Man könnte also sagen, die Realität hat die Satire der 2000er-Jahre längst eingeholt. Wäre es nicht an der Zeit, die eigene Kunst dahingehend anzupassen? Was vor 30 Jahren noch als gut galt, muss heute nicht mehr gut sein. Das gilt auch für Witze und den Mythos, das jede Minderheit gepflegt beleidigt gehört. Comedy muss auch mit der Zeit gehen können. Sonst ist es vielleicht einfach schlechte Comedy.

2020 als Kontext

Wenn Figuren wie Somuncu heute gegen Schwarze, Frauen oder Juden pöbeln, dann ist es völlig egal, ob die Auswürfe von einer Kunstfigur stammen oder nicht. Es trifft die Falschen. Und: Es ist in der Form, wie Somuncu es dargeboten hat, für viele Menschen Alltag. Bittere Realität, keine Satire.

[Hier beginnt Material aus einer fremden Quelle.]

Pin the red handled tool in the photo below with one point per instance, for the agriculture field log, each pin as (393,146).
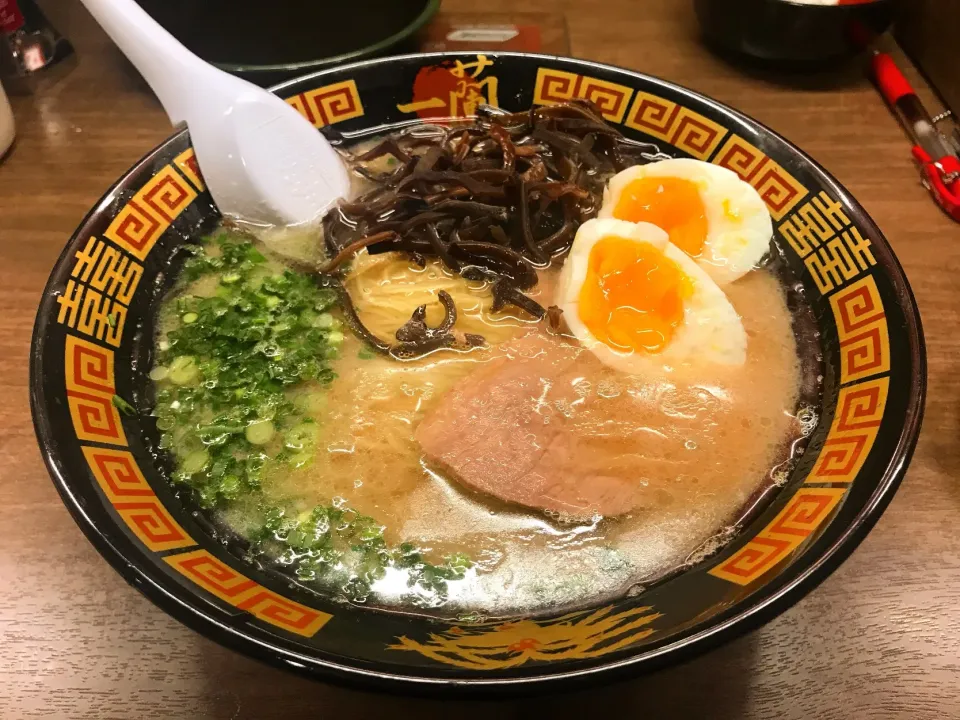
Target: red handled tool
(939,163)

Gleichzeitig bekommt die Provokation Applaus von der falschen Seite – eine Seite, die es vor 20, 30 Jahren in der Form noch nicht gab. Von Spinnern, die nun wieder in Großbuchstaben MEINUNGSFREIHEIT in die Kommentarspalten spucken, nur um dann irgendeinen rassistischen Quatsch von sich zu lassen – der Somuncu macht’s ja auch. Der Kontext eines Witzes ist wichtig – das wissen auch Schroeder und Somuncu. Aber der zeitliche Kontext, der Kontext des Jahres 2020, der gehört eben auch dazu.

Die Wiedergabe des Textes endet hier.